Bade- über Unterhose

Dennoch, Unfälle gibt es auch im Schwimmbad: Eine Reanimation habe sie zum Glück noch nicht miterlebt, erzählt Martina und klopft – in Ermangelung eines Holztischs – auf die Steinfliesen der Schwimmhalle. Platzwunden und Prellungen aber, "das ist Normalität bei uns". Neben Ersthilfe gehe es in ihrem Job vor allem darum, Konflikte zu lösen. Manchmal sind es Schlägereien unter konkurrierenden Badegästen, häufiger Diskussionen um die unbeliebte Badeordnung. "Bei euch ist alles verboten!" Ein Satz, den die beiden häufig hören. Dabei sind die Regeln simpel: vor dem Baden duschen, keine Unterwäsche im Wasser. Eine Marotte, die er vor allem bei jungen Männern beobachte, erzählt Zoran: Bade- über Unterhose. "Die wollen ihre coolen Marken herzeigen. Dann muss ich ihnen erklären, dass das unhygienisch ist. Mit dem Duschen ist es dasselbe: Man kann ja nicht seinen Schweiß im Becken abwaschen."

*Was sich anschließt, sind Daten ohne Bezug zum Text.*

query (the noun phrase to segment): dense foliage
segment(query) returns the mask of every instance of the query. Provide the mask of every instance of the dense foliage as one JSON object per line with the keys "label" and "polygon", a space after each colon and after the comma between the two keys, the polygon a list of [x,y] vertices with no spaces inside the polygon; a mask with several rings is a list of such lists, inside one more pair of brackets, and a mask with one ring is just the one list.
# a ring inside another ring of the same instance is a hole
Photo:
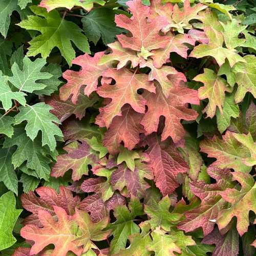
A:
{"label": "dense foliage", "polygon": [[0,253],[255,255],[255,6],[1,0]]}

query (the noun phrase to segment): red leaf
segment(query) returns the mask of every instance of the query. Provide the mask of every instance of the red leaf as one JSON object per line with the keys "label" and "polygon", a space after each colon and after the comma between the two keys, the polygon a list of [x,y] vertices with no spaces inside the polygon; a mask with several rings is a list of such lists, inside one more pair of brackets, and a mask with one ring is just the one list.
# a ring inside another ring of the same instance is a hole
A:
{"label": "red leaf", "polygon": [[150,158],[157,187],[163,196],[173,193],[180,185],[178,174],[188,170],[187,163],[169,140],[160,143],[156,135],[153,134],[147,137],[146,143],[149,145],[146,153]]}
{"label": "red leaf", "polygon": [[98,99],[97,95],[92,96],[88,98],[80,94],[78,96],[78,99],[76,104],[75,105],[69,100],[61,101],[58,95],[54,94],[51,97],[46,97],[45,102],[53,108],[53,110],[50,110],[50,112],[62,122],[72,114],[75,114],[77,118],[81,120],[86,114],[86,109],[93,106]]}
{"label": "red leaf", "polygon": [[185,232],[201,227],[204,234],[207,235],[213,230],[218,217],[221,215],[221,210],[227,205],[220,193],[226,188],[233,186],[230,170],[210,166],[207,172],[216,180],[216,183],[207,184],[199,181],[189,184],[192,193],[201,200],[201,203],[196,208],[186,212],[186,219],[179,226]]}
{"label": "red leaf", "polygon": [[121,116],[121,109],[125,104],[130,104],[138,113],[144,113],[146,101],[137,93],[139,89],[145,89],[152,93],[155,92],[152,82],[147,80],[144,74],[132,73],[123,68],[119,70],[110,69],[103,73],[105,77],[113,78],[116,84],[106,83],[98,88],[97,93],[103,98],[112,100],[106,106],[100,108],[100,114],[96,118],[96,123],[100,127],[109,127],[116,116]]}
{"label": "red leaf", "polygon": [[122,142],[129,150],[139,142],[139,134],[144,132],[140,124],[143,116],[143,114],[136,112],[129,105],[122,108],[122,115],[114,118],[103,140],[103,144],[110,154],[115,155],[118,153]]}
{"label": "red leaf", "polygon": [[64,209],[69,215],[75,213],[75,208],[78,207],[80,198],[77,196],[73,197],[72,192],[66,187],[59,187],[59,193],[48,187],[40,187],[35,190],[40,197],[32,191],[23,194],[21,196],[23,206],[32,214],[26,218],[24,223],[26,224],[34,224],[38,226],[41,224],[38,219],[39,210],[44,209],[52,216],[55,216],[53,206],[59,206]]}
{"label": "red leaf", "polygon": [[149,18],[150,8],[141,3],[140,0],[128,1],[126,5],[133,16],[129,18],[124,14],[116,16],[115,21],[118,27],[123,28],[133,34],[131,37],[125,35],[117,36],[118,40],[124,48],[141,51],[142,48],[151,50],[164,47],[168,38],[159,35],[159,31],[168,24],[165,17],[159,16]]}
{"label": "red leaf", "polygon": [[53,208],[58,217],[56,222],[51,214],[44,210],[39,210],[38,218],[44,227],[35,225],[27,225],[20,230],[20,235],[26,239],[34,242],[30,254],[37,254],[50,244],[54,245],[52,256],[66,255],[71,251],[76,255],[80,255],[81,246],[74,242],[77,238],[77,224],[67,215],[65,210],[58,206]]}
{"label": "red leaf", "polygon": [[143,96],[146,100],[148,111],[140,123],[147,134],[157,131],[159,118],[163,116],[165,122],[162,140],[170,136],[175,143],[179,142],[185,134],[180,120],[193,121],[198,115],[196,111],[187,106],[187,103],[199,104],[197,91],[181,85],[170,89],[166,98],[158,86],[156,94],[145,92]]}
{"label": "red leaf", "polygon": [[99,59],[104,55],[104,52],[95,53],[94,57],[86,54],[76,57],[72,61],[72,64],[76,64],[82,67],[80,71],[67,70],[63,73],[63,77],[68,82],[59,90],[59,97],[66,101],[71,96],[71,101],[76,104],[80,89],[86,86],[84,94],[89,96],[97,90],[98,79],[102,72],[108,69],[107,65],[98,66]]}
{"label": "red leaf", "polygon": [[63,147],[68,153],[57,157],[57,162],[51,173],[52,177],[63,177],[70,169],[73,170],[72,179],[74,181],[88,174],[88,165],[93,166],[98,158],[84,140],[81,140],[81,142],[74,142]]}

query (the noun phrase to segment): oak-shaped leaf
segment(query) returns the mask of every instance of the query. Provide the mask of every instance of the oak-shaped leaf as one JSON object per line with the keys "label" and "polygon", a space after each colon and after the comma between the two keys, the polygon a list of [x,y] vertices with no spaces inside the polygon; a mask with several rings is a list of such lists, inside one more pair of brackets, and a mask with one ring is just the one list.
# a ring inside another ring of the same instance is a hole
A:
{"label": "oak-shaped leaf", "polygon": [[170,212],[170,201],[168,196],[164,197],[159,202],[150,199],[145,206],[145,212],[150,218],[148,221],[154,230],[157,227],[165,231],[170,231],[172,226],[176,225],[182,217],[182,215]]}
{"label": "oak-shaped leaf", "polygon": [[138,159],[135,160],[134,171],[124,163],[118,165],[111,175],[111,182],[113,189],[118,189],[123,196],[141,198],[150,187],[144,178],[154,179],[152,168],[148,163]]}
{"label": "oak-shaped leaf", "polygon": [[13,229],[23,210],[15,208],[16,199],[11,191],[0,197],[0,250],[11,246],[16,241],[12,234]]}
{"label": "oak-shaped leaf", "polygon": [[146,222],[139,225],[141,229],[141,233],[135,233],[129,236],[130,245],[128,248],[120,250],[114,256],[150,256],[151,252],[147,246],[152,243],[150,236],[150,225]]}
{"label": "oak-shaped leaf", "polygon": [[108,69],[107,65],[97,65],[103,55],[103,52],[97,52],[93,57],[86,54],[72,60],[72,64],[79,65],[81,69],[79,71],[68,70],[63,73],[63,77],[68,82],[60,88],[59,97],[61,100],[66,101],[71,96],[72,102],[76,104],[82,88],[85,86],[84,93],[88,96],[96,90],[99,77]]}
{"label": "oak-shaped leaf", "polygon": [[59,187],[59,193],[53,188],[45,186],[36,188],[35,191],[39,197],[34,192],[30,191],[28,194],[23,194],[20,198],[23,207],[32,212],[25,219],[24,223],[26,224],[35,224],[41,227],[42,223],[38,218],[40,209],[48,211],[56,218],[53,206],[61,207],[69,215],[73,215],[75,213],[75,208],[78,208],[80,205],[79,197],[73,197],[70,190],[63,186]]}
{"label": "oak-shaped leaf", "polygon": [[39,6],[46,8],[48,12],[56,8],[65,7],[71,10],[75,6],[82,7],[87,11],[90,11],[93,7],[93,4],[104,5],[105,2],[103,0],[42,0]]}
{"label": "oak-shaped leaf", "polygon": [[3,108],[7,111],[13,105],[12,100],[15,100],[20,104],[25,105],[26,103],[25,96],[27,94],[23,92],[13,92],[8,83],[8,77],[4,76],[0,71],[0,82],[1,83],[1,91],[0,92],[0,101]]}
{"label": "oak-shaped leaf", "polygon": [[128,104],[123,106],[121,111],[122,115],[114,118],[103,139],[103,145],[112,155],[119,152],[122,142],[125,147],[133,150],[140,141],[140,133],[144,132],[140,124],[143,114],[135,112]]}
{"label": "oak-shaped leaf", "polygon": [[199,104],[197,91],[186,87],[184,84],[170,88],[168,98],[159,86],[156,88],[156,94],[144,92],[143,96],[146,100],[148,110],[140,123],[146,134],[150,134],[157,131],[160,118],[164,116],[162,140],[170,136],[175,143],[178,142],[185,134],[181,120],[193,121],[198,117],[195,110],[187,107],[188,103]]}
{"label": "oak-shaped leaf", "polygon": [[117,69],[120,69],[129,62],[131,63],[133,68],[139,65],[140,58],[135,51],[129,48],[123,48],[118,41],[110,44],[108,46],[111,49],[111,52],[103,55],[98,62],[98,65],[110,66],[118,62]]}
{"label": "oak-shaped leaf", "polygon": [[66,255],[71,251],[76,255],[80,255],[83,250],[74,241],[78,238],[78,224],[72,216],[60,207],[54,206],[53,209],[58,221],[48,211],[39,209],[38,216],[42,227],[34,224],[26,225],[20,230],[23,238],[34,242],[30,250],[30,254],[37,254],[50,244],[54,245],[52,255]]}
{"label": "oak-shaped leaf", "polygon": [[109,216],[110,210],[114,210],[117,205],[125,204],[125,198],[118,193],[115,193],[105,202],[103,201],[102,196],[104,195],[100,193],[88,196],[79,206],[80,209],[90,212],[91,219],[94,223]]}
{"label": "oak-shaped leaf", "polygon": [[236,103],[242,101],[247,92],[256,97],[256,57],[246,55],[243,57],[245,63],[238,63],[233,67],[236,82],[238,88],[234,96]]}
{"label": "oak-shaped leaf", "polygon": [[154,66],[158,69],[160,68],[166,62],[169,62],[169,58],[171,52],[176,52],[183,58],[186,58],[188,47],[185,44],[195,45],[196,40],[187,34],[174,35],[168,32],[166,36],[168,37],[166,46],[164,48],[152,51],[154,55],[151,56],[154,60]]}
{"label": "oak-shaped leaf", "polygon": [[87,38],[76,24],[62,19],[56,10],[48,13],[46,9],[38,6],[31,6],[30,9],[36,15],[28,16],[27,19],[22,20],[18,26],[39,31],[41,34],[29,42],[30,46],[27,56],[36,56],[40,53],[43,58],[47,58],[56,47],[70,66],[75,57],[71,41],[80,50],[90,53]]}
{"label": "oak-shaped leaf", "polygon": [[35,170],[36,178],[48,180],[51,172],[49,164],[55,158],[57,153],[51,152],[47,146],[42,146],[39,137],[37,137],[32,141],[27,136],[23,127],[16,127],[11,139],[5,139],[3,147],[17,146],[12,156],[12,163],[15,168],[26,162],[28,168]]}
{"label": "oak-shaped leaf", "polygon": [[5,38],[7,35],[12,12],[18,9],[17,4],[17,1],[11,0],[4,0],[0,3],[0,34]]}
{"label": "oak-shaped leaf", "polygon": [[81,120],[86,115],[86,109],[92,106],[98,100],[98,97],[96,94],[92,95],[90,97],[80,94],[76,104],[70,100],[62,101],[57,94],[45,98],[45,102],[53,108],[50,112],[61,122],[73,114],[77,118]]}
{"label": "oak-shaped leaf", "polygon": [[215,164],[220,168],[231,168],[236,172],[248,172],[251,167],[244,163],[251,157],[249,149],[235,137],[235,133],[227,131],[222,139],[215,136],[212,139],[206,138],[200,142],[201,151],[208,157],[216,158]]}
{"label": "oak-shaped leaf", "polygon": [[129,236],[140,232],[139,226],[134,221],[136,216],[143,214],[142,206],[138,199],[132,197],[129,208],[125,205],[117,205],[114,214],[116,221],[107,227],[113,230],[114,238],[110,245],[110,252],[113,254],[125,248]]}
{"label": "oak-shaped leaf", "polygon": [[14,122],[13,117],[9,116],[3,116],[0,114],[0,134],[5,134],[9,138],[11,138],[14,133],[14,130],[12,124]]}
{"label": "oak-shaped leaf", "polygon": [[73,170],[72,177],[74,181],[88,174],[88,165],[93,167],[98,160],[98,156],[85,140],[81,142],[74,141],[63,147],[68,153],[57,158],[57,162],[51,173],[52,177],[63,177],[70,169]]}
{"label": "oak-shaped leaf", "polygon": [[227,206],[220,193],[234,185],[228,169],[210,166],[207,172],[217,181],[216,183],[207,184],[202,181],[198,181],[189,184],[191,191],[201,199],[201,203],[199,206],[185,212],[186,219],[179,225],[179,228],[185,232],[202,227],[205,236],[210,233],[218,217],[222,214],[222,209]]}
{"label": "oak-shaped leaf", "polygon": [[173,23],[169,26],[176,28],[179,33],[184,33],[184,29],[192,28],[191,25],[189,24],[190,20],[201,19],[202,16],[198,14],[198,13],[206,8],[206,6],[202,4],[197,4],[191,7],[189,0],[184,1],[182,10],[180,9],[177,4],[176,4],[174,7],[172,15]]}
{"label": "oak-shaped leaf", "polygon": [[209,43],[196,46],[189,54],[189,57],[202,58],[211,56],[215,58],[220,66],[224,64],[226,58],[228,60],[231,67],[233,67],[238,62],[246,62],[245,59],[238,54],[236,50],[223,47],[224,38],[220,32],[208,27],[205,28],[204,31],[209,38]]}
{"label": "oak-shaped leaf", "polygon": [[179,186],[177,176],[188,170],[187,163],[169,140],[161,142],[156,134],[148,136],[145,142],[149,145],[146,153],[150,159],[154,181],[163,196],[174,192]]}
{"label": "oak-shaped leaf", "polygon": [[231,207],[222,211],[217,219],[220,229],[225,228],[233,217],[237,218],[237,229],[242,236],[249,226],[249,211],[256,213],[255,194],[256,185],[253,178],[249,174],[241,172],[232,173],[234,180],[241,185],[240,189],[227,188],[220,193],[221,197],[231,204]]}
{"label": "oak-shaped leaf", "polygon": [[161,229],[160,227],[151,233],[153,242],[147,246],[148,250],[154,251],[156,255],[170,255],[175,256],[175,252],[182,253],[186,251],[186,246],[194,245],[195,241],[190,236],[185,236],[182,231],[174,229],[169,233]]}
{"label": "oak-shaped leaf", "polygon": [[22,69],[20,69],[16,62],[12,65],[13,76],[9,77],[8,80],[19,91],[29,93],[35,90],[39,91],[45,89],[46,85],[41,82],[36,82],[36,81],[48,79],[53,76],[50,73],[41,72],[46,64],[46,60],[45,59],[37,58],[32,61],[28,57],[25,56]]}
{"label": "oak-shaped leaf", "polygon": [[98,125],[90,123],[88,117],[81,121],[75,118],[69,118],[64,121],[62,125],[64,140],[73,141],[95,137],[98,141],[101,141],[105,129],[99,128]]}
{"label": "oak-shaped leaf", "polygon": [[89,214],[86,211],[76,209],[74,219],[78,224],[79,236],[74,242],[78,245],[83,246],[83,251],[86,252],[91,248],[91,240],[100,241],[104,240],[110,234],[111,230],[102,231],[109,222],[109,218],[105,217],[97,223],[91,220]]}
{"label": "oak-shaped leaf", "polygon": [[168,98],[170,91],[175,87],[178,87],[182,81],[186,82],[185,75],[178,72],[173,67],[164,66],[159,69],[157,69],[153,65],[152,60],[142,61],[140,67],[143,68],[148,67],[151,69],[148,74],[150,81],[157,81],[162,88],[162,92],[164,96]]}
{"label": "oak-shaped leaf", "polygon": [[13,147],[0,148],[0,181],[8,189],[18,195],[18,179],[12,163]]}
{"label": "oak-shaped leaf", "polygon": [[42,145],[48,145],[51,151],[55,149],[56,142],[55,136],[61,138],[60,129],[53,123],[59,123],[55,116],[49,111],[52,108],[44,102],[19,108],[19,113],[15,116],[15,122],[19,124],[27,121],[25,126],[27,135],[32,140],[37,136],[38,132],[42,134]]}
{"label": "oak-shaped leaf", "polygon": [[212,256],[235,256],[239,251],[239,239],[238,231],[233,227],[224,234],[221,234],[218,227],[216,227],[204,238],[202,243],[216,245]]}
{"label": "oak-shaped leaf", "polygon": [[127,167],[132,171],[135,169],[135,160],[140,158],[140,156],[138,152],[133,150],[129,150],[123,146],[120,147],[120,150],[116,162],[117,164],[124,162]]}
{"label": "oak-shaped leaf", "polygon": [[114,170],[108,168],[102,163],[92,168],[93,174],[98,176],[97,178],[90,178],[83,181],[80,186],[81,189],[87,193],[94,192],[100,195],[100,199],[103,202],[109,199],[114,191],[111,184],[111,177]]}
{"label": "oak-shaped leaf", "polygon": [[193,80],[201,82],[204,84],[198,90],[198,97],[200,99],[209,99],[209,103],[203,112],[206,112],[207,116],[212,118],[215,115],[218,106],[222,114],[222,108],[225,102],[225,92],[231,93],[232,88],[228,86],[225,79],[208,69],[204,69],[203,74],[198,75]]}
{"label": "oak-shaped leaf", "polygon": [[159,16],[155,18],[150,17],[150,8],[143,5],[140,0],[128,1],[126,5],[133,14],[130,18],[124,14],[116,16],[115,21],[118,27],[130,31],[133,36],[125,35],[117,36],[118,41],[123,48],[141,52],[145,54],[143,56],[146,59],[149,51],[164,47],[168,38],[161,36],[159,32],[168,25],[167,18]]}
{"label": "oak-shaped leaf", "polygon": [[86,35],[95,45],[100,37],[104,45],[115,41],[116,35],[125,32],[114,22],[115,10],[109,8],[96,8],[82,18]]}
{"label": "oak-shaped leaf", "polygon": [[233,134],[234,138],[243,145],[247,147],[250,153],[250,156],[243,160],[243,163],[248,166],[256,164],[256,142],[253,141],[250,133],[245,134]]}
{"label": "oak-shaped leaf", "polygon": [[112,99],[106,106],[100,108],[100,114],[96,118],[97,124],[108,128],[115,116],[121,115],[121,108],[127,103],[137,112],[145,112],[146,100],[138,94],[137,90],[143,89],[153,94],[155,92],[153,83],[147,80],[147,75],[132,73],[123,68],[119,70],[110,69],[103,72],[103,75],[114,79],[116,83],[104,83],[97,90],[99,96]]}
{"label": "oak-shaped leaf", "polygon": [[233,92],[226,95],[222,112],[221,113],[219,109],[217,110],[218,129],[221,133],[230,125],[232,117],[237,118],[239,116],[239,106],[234,102]]}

Die Hygieneregeln wie Duschen vor dem Schwimmen, die müsse sie täglich erklären, sagt Bademeisterin Martina.
Foto: Regine Hendrich

Was ihm in diesen Momenten hilft? Freundlich bleiben und viele Nerven. Wenig später diskutiert Kollegin Martina mit einer Frau, die nicht begreifen will, warum sie nicht in Straßenkleidung in die Schwimmhalle darf. Kurz danach ein Mann, der ihr mit Händen und Füßen erklärt, dass sein Handtuch gestohlen wurde. Die kleinen und großen Dramen des Bademeisterinnenalltags.

Am entspanntesten sei es am Morgen, sagt Martina – die Zeit der Stammgäste und Sportschwimmer. "Da brauch ma nicht viel schauen." Am Nachmittag, wenn all die Kinder kommen, gebe es mehr zu tun: "Die überschätzen sich oft." Mittlerweile sind die meisten Familien gegangen. Es ist früher Abend, das letzte Tageslicht fällt durch das gewölbte Glasdach der Schwimmhalle, erneut übernehmen die flinken Schwimmer das Becken. Ausgestattet mit Badekappe und Brille gleiten sie durchs Wasser. Daneben ein paar Senioren, die gemächlich ihre Bahnen ziehen. Am Beckenrand turteln Pärchen im Wasser, auf den Stufen neben dem Eingang sitzt eine Gruppe Jungs und beobachtet das Treiben.

Sozialer Melting Pot

Stimmt sie also, die Geschichte vom Hallenbad als sozialem Melting Pot? "Sehen Sie selbst!", sagt Zoran und lässt den Blick durch die Halle schweifen. "Das Publikum ist bunt gemischt."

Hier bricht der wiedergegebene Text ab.